Ikki Shimamura just wanted to tie the game; instead he went the distance.

The 26-year-old infielder, thriving as a regular for the first time, hit his first career grand slam as the Orix Buffaloes beat the Saitama Seibu Lions 6-2 on Monday at Seibu Dome.

Shimamura's fourth-inning blast off Hideaki Wakui (8-8) turned the game around, and Satoshi Komatsu undermined the Lions heavy hitters with seven innings of slow stuff. The victory lifted the fourth-place Buffaloes to within seven games of the Pacific League-leading Lions.

With the Lions leading 1-0 in the fourth, Wakui lost his control and the lead quickly followed.

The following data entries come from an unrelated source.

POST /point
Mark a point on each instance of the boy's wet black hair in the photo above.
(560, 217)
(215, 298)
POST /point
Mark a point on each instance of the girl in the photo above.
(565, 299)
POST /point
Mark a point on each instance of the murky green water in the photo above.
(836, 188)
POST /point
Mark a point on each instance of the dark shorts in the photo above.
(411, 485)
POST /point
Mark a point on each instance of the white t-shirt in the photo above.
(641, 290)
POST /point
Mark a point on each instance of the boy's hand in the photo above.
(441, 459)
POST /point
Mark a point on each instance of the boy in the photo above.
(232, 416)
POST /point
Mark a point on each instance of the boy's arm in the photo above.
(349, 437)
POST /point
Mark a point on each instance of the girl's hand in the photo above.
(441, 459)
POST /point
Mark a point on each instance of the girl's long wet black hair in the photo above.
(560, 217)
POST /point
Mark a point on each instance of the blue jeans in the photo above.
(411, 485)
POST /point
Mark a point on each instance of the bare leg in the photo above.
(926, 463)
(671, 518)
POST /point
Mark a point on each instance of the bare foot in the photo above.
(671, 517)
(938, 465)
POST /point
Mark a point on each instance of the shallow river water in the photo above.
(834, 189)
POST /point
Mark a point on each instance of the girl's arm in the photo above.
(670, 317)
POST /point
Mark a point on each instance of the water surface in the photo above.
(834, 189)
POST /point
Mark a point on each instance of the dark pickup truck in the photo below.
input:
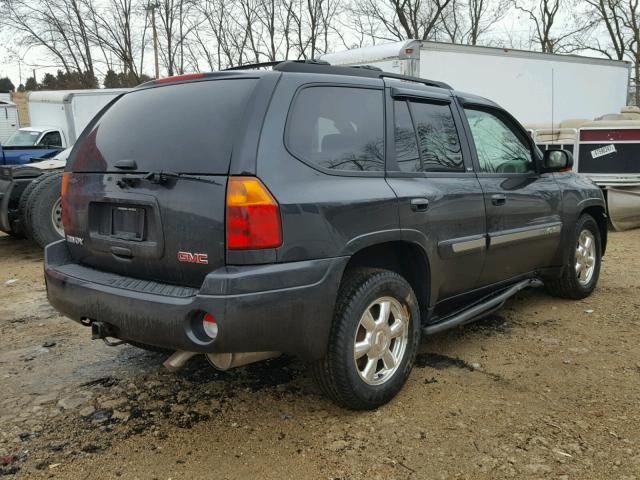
(333, 213)
(29, 143)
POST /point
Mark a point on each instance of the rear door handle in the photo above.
(498, 199)
(419, 204)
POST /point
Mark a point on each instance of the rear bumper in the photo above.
(281, 307)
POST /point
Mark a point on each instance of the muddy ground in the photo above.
(545, 388)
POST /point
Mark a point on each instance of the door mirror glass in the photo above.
(557, 160)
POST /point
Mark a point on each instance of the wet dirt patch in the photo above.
(440, 362)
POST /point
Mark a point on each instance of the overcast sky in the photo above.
(512, 31)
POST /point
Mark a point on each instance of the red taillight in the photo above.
(179, 78)
(63, 201)
(253, 215)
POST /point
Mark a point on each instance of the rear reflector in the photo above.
(179, 78)
(253, 215)
(209, 325)
(63, 200)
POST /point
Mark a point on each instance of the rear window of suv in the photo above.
(338, 128)
(183, 128)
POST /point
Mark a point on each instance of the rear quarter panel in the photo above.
(323, 215)
(578, 193)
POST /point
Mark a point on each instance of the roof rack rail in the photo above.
(408, 78)
(251, 66)
(320, 66)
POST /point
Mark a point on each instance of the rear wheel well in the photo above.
(406, 259)
(599, 215)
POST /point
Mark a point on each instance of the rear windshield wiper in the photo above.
(162, 177)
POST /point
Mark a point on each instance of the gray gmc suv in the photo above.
(333, 213)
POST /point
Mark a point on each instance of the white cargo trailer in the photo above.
(68, 111)
(535, 87)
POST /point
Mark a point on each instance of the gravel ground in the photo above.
(545, 388)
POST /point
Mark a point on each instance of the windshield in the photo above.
(23, 138)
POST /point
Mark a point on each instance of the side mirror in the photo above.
(557, 161)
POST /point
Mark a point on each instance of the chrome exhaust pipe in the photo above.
(225, 361)
(177, 360)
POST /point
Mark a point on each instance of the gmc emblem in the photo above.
(188, 257)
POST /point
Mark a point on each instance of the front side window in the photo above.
(23, 138)
(500, 149)
(426, 140)
(338, 128)
(51, 139)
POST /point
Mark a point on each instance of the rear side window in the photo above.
(407, 154)
(184, 128)
(338, 128)
(438, 145)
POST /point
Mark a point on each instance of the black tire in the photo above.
(568, 285)
(22, 205)
(337, 373)
(38, 209)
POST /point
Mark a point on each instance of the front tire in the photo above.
(374, 340)
(582, 266)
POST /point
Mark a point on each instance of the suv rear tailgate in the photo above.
(144, 195)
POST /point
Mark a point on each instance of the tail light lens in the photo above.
(63, 201)
(253, 215)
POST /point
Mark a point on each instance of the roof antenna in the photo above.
(553, 127)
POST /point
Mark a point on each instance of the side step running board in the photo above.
(478, 309)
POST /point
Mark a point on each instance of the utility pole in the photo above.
(151, 7)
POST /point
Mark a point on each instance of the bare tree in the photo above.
(402, 19)
(610, 14)
(465, 21)
(119, 30)
(58, 26)
(544, 14)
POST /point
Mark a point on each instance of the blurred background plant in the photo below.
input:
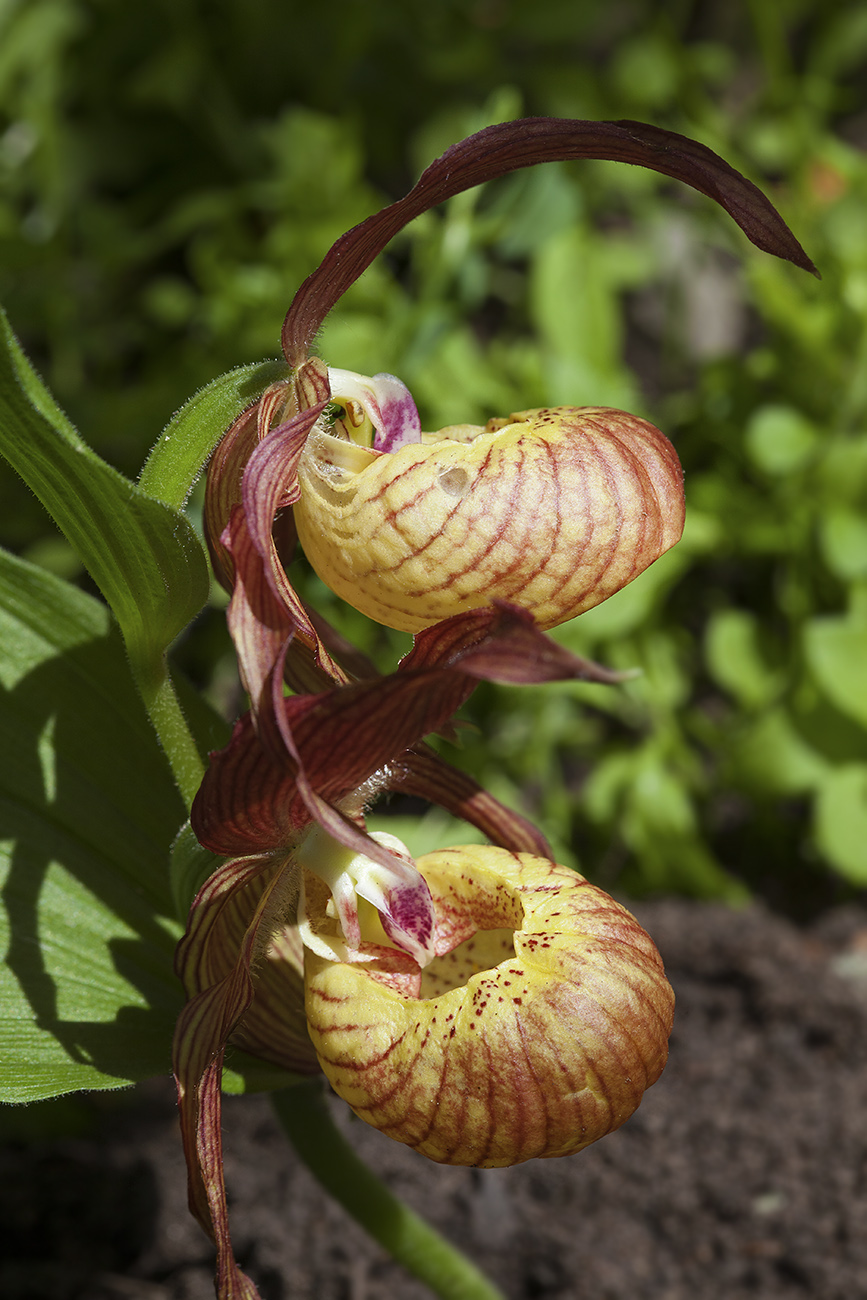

A single on a 3-0 pitch loaded them up for Shimamura. Although he struck out swinging to end the second, the youngster entered the game hitting .360 in 100 at-bats.

Shimamura fell behind 1-2, but was then able to foul off everything near the zone. He spoiled three 2-2 pitches before taking Ball 3 and smashing a belt-high fastball over the inside part of the plate.

"I hit a fastball and that's what I expected 3-2," Shimamura said. "I went to the plate thinking I had to tie the game at the very least. A bases-loaded walk would have tied it, so I was going to lay off pitches out of the zone.

"It couldn't have worked out any better."

The homer was Shimamura's fifth of the year and of his career.

Wakui allowed five hits and walked three, while striking out five.

The Lions halved the Buffaloes lead in the sixth, but Alex Cabrera hit a two-run home run against his old teammates in the top of the ninth to all but complete the big cat taxidermy.

The Lions, who have feasted on Buffaloes pitchers all season, had not faced Komatsu since he was promoted to the starting rotation on April 9. They had not hit the right-hander in 3-1/3 innings of early-season relief, and it wasn't any prettier with him starting the game.

Komatsu and batterymate Takeshi Hidaka starved the carnivores on a soft diet of curves, sliders and forkballs. With exceptional command of his breaking stuff, Komatsu used the fastball sparingly and rarely put it anywhere but on the outside corner or beyond.

When he did come inside with it, the element of surprise made Komatsu's little fastball lethal.

He pitched out of a two-on, one-out jam in the bottom of the fourth, when he caught slugger Takeya Nakamura looking at a fastball on the inside corner, the first one he'd thrown there all night.

Lions leadoff hitter Yasuyuki Kataoka opened the scoring by manufacturing a first-inning run. He singled on a first-pitch fastball away, stole his Japan-best 35th base and went to third on a grounder to second.

From third, Kataoka strolled home on Hiroyuki Nakajima's sacrifice fly to deep center.

Although the Lions had just one hit through three innings, the run looked big with Wakui in charge.

In the fourth, the right-hander was two thirds of the way through an easy inning, when he couldn't throw a strike.

With a man on, Hidaka singled off a 3-0 fastball to keep the inning alive. Wakui got ahead of Shinji Shimoyama 0-2 only to walk him on six pitches and load the bases for Shimamura, who delivered the big blow.

The Lions trimmed the Buffs' lead in the bottom of the sixth, with Kataoka again scoring on an out by Nakajima.

Komatsu allowed two runs, one earned. He gave up four hits and issued two walks while striking out seven.